The French national police, the local council in Calais and the Home Office were approached for comment, but none responded.
Josie Naughton, co-founder of Choose Love, which supports displaced people in northern France, echoes her concerns, saying the incident reflects the “increasingly hostile approach” from the French police towards refugees the charity witnesses “day in, day out”.
“The UK and French governments should use this case as a moment to reflect and rethink their asylum and migration strategy, and move toward an approach that prioritises respect for human rights, dignity and adequate protection,” she adds.
Indeed, the loss of their baby did not deter Rupak and Hajar from crossing the Channel; by contrast, it spurred them on. A week after the death, they were on the beach once more. As they were boarding a dinghy late at night, the police appeared again. Rupak screamed at Hajar and Anas to get into the boat with her, Elaria and a number of others. They left the shore, and after a turbulent crossing, arrived on the Kent coast the following morning.
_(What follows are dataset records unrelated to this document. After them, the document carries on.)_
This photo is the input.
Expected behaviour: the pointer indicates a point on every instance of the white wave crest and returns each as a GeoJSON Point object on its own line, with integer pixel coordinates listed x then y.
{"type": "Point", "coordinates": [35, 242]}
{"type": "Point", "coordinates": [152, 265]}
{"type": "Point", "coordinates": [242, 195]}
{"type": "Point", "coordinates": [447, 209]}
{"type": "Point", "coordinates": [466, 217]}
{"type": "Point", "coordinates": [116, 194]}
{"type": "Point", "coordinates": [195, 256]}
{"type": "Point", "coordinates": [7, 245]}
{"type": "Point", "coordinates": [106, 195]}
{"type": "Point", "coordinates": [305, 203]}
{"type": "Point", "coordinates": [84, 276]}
“That tragedy pushed me more to get to the UK,” says Rupak. “I was determined to stay in the boat and cross the sea that night. I did not want to return. After going through what I went through, I didn’t care how cruel the police were going to be. Even if they took my life I would still try to get out of that country.”
The family were held in a hotel on the south coast for 15 days on arrival, and then moved to a hotel in London, where they remain. They have submitted an asylum claim and, although they are currently sharing a small room between them, they feel safe and hopeful.
Sparked by death threats, Rupak and Hajar’s journey has taken them across thousands of arduous miles with countless dangers along the way. But it is this that will haunt them forever, their newborn daughter’s death so close to the end of their search for a new life.